Figure 1. 10:59 am Monday March 2nd, 2009 – My Balcony
The market has unfortunately followed the standard procedure when you establish lower lows. It has continued in the same direction. As I write this at 11:05 am, the S&P500 is down 25.36 trading at $709.73. As they say, ‘That’ll leave a mark.’ (for the record, since I am committing this to print, I judge the likelihood that the market will make me look foolish(er) by days end reasonably high.)
Must reading at the NY Times (Read articles here…) The only good news here is that most of these notables are all appropriately pessimistic. Some downright dour. That is good. We may yet have a chance to take proactive measures to mitigate the worst case scenarios such as deflation/inflation, productivity collapse, massive unemployment, etc…

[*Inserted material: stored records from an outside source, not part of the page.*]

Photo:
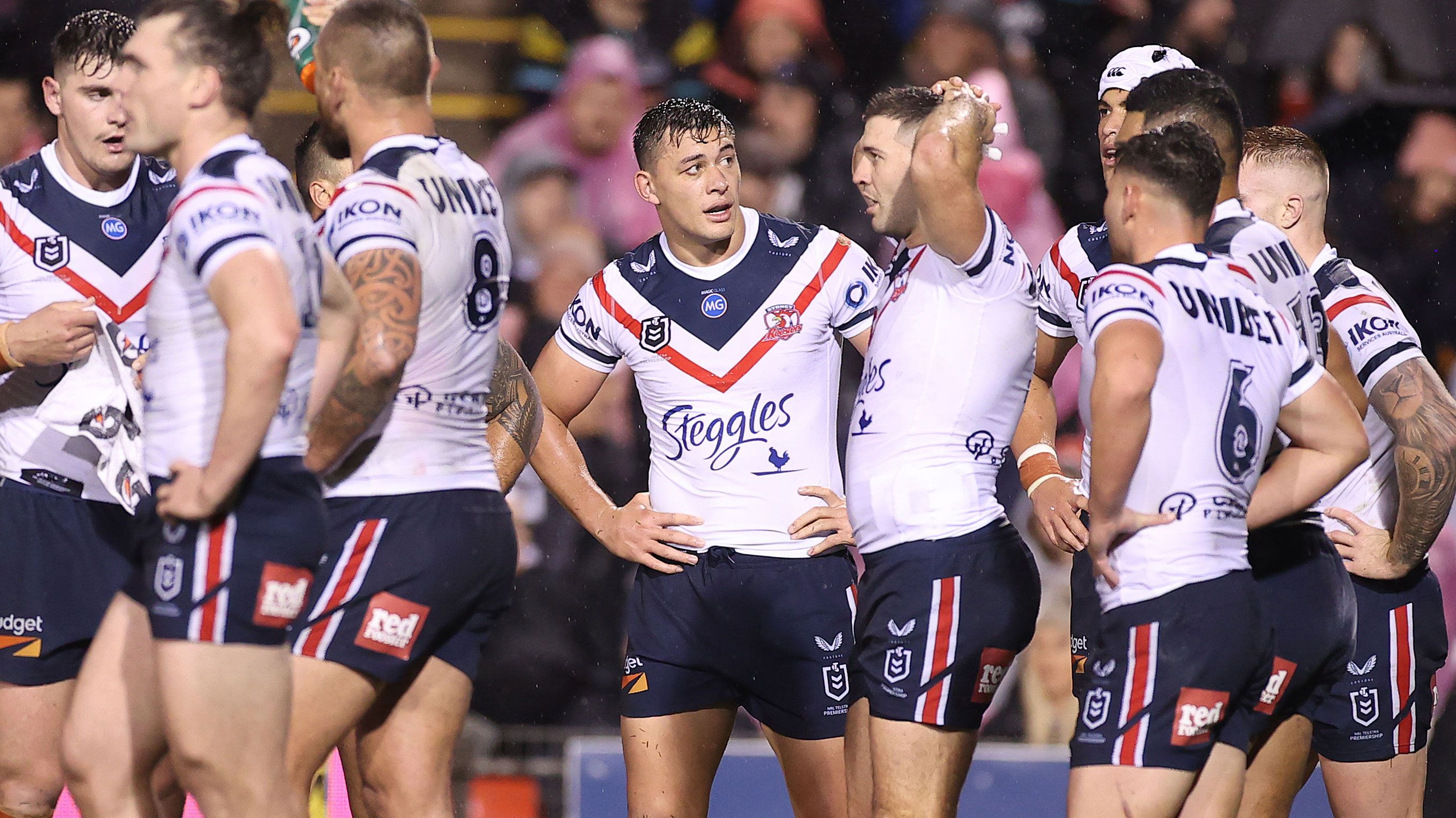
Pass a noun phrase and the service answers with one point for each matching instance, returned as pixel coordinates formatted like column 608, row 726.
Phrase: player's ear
column 645, row 190
column 51, row 88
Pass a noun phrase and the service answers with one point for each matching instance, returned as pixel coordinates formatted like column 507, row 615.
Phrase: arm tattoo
column 1422, row 414
column 515, row 404
column 386, row 284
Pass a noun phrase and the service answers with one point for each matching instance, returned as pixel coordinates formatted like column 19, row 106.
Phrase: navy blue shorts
column 63, row 561
column 940, row 624
column 1087, row 610
column 411, row 577
column 1167, row 673
column 242, row 577
column 1309, row 602
column 1382, row 702
column 769, row 634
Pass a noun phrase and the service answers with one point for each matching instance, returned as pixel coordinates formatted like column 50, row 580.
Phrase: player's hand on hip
column 829, row 521
column 638, row 533
column 1107, row 533
column 188, row 495
column 56, row 334
column 1058, row 509
column 1365, row 548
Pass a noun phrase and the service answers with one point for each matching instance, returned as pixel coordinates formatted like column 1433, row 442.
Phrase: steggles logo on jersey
column 982, row 446
column 112, row 228
column 282, row 594
column 1196, row 715
column 1276, row 686
column 720, row 440
column 836, row 681
column 831, row 647
column 27, row 187
column 782, row 322
column 392, row 625
column 1096, row 708
column 897, row 664
column 715, row 305
column 51, row 252
column 655, row 332
column 168, row 578
column 1365, row 707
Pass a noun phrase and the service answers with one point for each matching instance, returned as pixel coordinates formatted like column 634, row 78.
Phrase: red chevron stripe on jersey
column 722, row 383
column 117, row 312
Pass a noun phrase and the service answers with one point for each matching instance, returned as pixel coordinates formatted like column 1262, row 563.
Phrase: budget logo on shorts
column 1365, row 707
column 1097, row 707
column 782, row 322
column 836, row 681
column 1196, row 714
column 391, row 625
column 168, row 578
column 51, row 252
column 993, row 670
column 1276, row 686
column 282, row 594
column 897, row 664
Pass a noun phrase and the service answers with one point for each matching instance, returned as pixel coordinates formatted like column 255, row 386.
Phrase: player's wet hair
column 1280, row 145
column 308, row 159
column 1194, row 95
column 385, row 44
column 672, row 120
column 908, row 105
column 210, row 33
column 1181, row 157
column 90, row 43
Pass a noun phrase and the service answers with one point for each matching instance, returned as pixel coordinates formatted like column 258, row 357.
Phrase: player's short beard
column 333, row 137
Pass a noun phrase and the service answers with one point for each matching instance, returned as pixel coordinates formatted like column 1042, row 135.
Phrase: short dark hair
column 233, row 43
column 1279, row 145
column 90, row 43
column 385, row 44
column 676, row 118
column 1196, row 95
column 1181, row 157
column 908, row 105
column 308, row 157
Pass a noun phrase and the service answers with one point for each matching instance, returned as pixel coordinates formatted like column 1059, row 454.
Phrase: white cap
column 1132, row 66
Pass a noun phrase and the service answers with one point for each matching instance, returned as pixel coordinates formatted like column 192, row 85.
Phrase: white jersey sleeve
column 589, row 332
column 372, row 215
column 1123, row 293
column 852, row 290
column 215, row 225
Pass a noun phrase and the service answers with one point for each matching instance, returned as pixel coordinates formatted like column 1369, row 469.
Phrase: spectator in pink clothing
column 589, row 123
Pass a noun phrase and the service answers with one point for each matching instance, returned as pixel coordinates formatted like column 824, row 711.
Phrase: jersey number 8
column 487, row 296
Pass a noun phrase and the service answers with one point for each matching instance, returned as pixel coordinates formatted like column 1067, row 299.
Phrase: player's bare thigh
column 918, row 769
column 1106, row 791
column 1376, row 789
column 1277, row 770
column 672, row 762
column 31, row 719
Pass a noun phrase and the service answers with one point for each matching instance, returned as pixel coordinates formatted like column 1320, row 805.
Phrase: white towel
column 98, row 401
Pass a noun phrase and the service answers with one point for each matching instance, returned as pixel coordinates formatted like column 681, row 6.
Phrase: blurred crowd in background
column 1372, row 80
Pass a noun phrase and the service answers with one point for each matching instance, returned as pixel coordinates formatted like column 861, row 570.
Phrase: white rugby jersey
column 423, row 195
column 64, row 242
column 1231, row 363
column 737, row 366
column 1060, row 283
column 236, row 200
column 1368, row 321
column 1263, row 255
column 941, row 395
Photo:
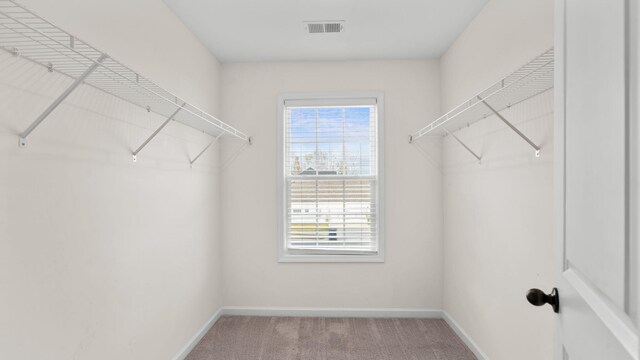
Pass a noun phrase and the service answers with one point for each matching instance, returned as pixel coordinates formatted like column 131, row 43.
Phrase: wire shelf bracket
column 530, row 80
column 59, row 100
column 510, row 125
column 135, row 153
column 24, row 34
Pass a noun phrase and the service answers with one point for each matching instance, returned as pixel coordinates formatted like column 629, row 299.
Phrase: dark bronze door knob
column 538, row 298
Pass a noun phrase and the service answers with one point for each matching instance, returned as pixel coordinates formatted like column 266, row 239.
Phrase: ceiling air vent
column 322, row 27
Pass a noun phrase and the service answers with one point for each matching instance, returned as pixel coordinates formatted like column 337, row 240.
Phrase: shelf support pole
column 59, row 100
column 515, row 129
column 206, row 148
column 135, row 153
column 463, row 144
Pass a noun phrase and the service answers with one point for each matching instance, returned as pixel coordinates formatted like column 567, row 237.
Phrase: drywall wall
column 411, row 276
column 498, row 222
column 101, row 258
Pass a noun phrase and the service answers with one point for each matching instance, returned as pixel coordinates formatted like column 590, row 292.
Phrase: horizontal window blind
column 331, row 177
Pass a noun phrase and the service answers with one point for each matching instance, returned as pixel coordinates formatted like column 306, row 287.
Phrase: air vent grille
column 322, row 27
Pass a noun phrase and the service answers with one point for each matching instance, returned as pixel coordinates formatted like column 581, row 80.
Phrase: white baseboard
column 330, row 312
column 465, row 338
column 182, row 354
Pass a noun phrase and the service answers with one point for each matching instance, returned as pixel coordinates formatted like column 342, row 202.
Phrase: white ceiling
column 272, row 30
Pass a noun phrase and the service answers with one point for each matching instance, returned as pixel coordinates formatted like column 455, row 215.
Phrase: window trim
column 283, row 255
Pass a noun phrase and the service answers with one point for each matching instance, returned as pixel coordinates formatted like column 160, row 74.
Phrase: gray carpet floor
column 289, row 338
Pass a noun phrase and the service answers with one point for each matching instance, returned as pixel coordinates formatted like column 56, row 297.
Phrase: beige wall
column 411, row 276
column 498, row 222
column 101, row 258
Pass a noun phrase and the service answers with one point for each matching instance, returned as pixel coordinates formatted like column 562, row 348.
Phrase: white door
column 597, row 185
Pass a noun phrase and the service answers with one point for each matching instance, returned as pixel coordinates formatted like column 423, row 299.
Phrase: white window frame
column 283, row 254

Now if we could only stop throwing good money after bad as we did this morning with AIG. But the government is in a bind. From an investor perspective, you want to limit your losses and not throw good money after bad. Better to lose pride than money. However, a government’s legitimacy is based upon its willingness to complete what it starts so I am guessing the government’s perspective is to carry on and see it to finish. Perhaps this why it is a bad idea to mix government support with free markets. I recall George Soros making a lot of money off of the Bank of England on this very concept.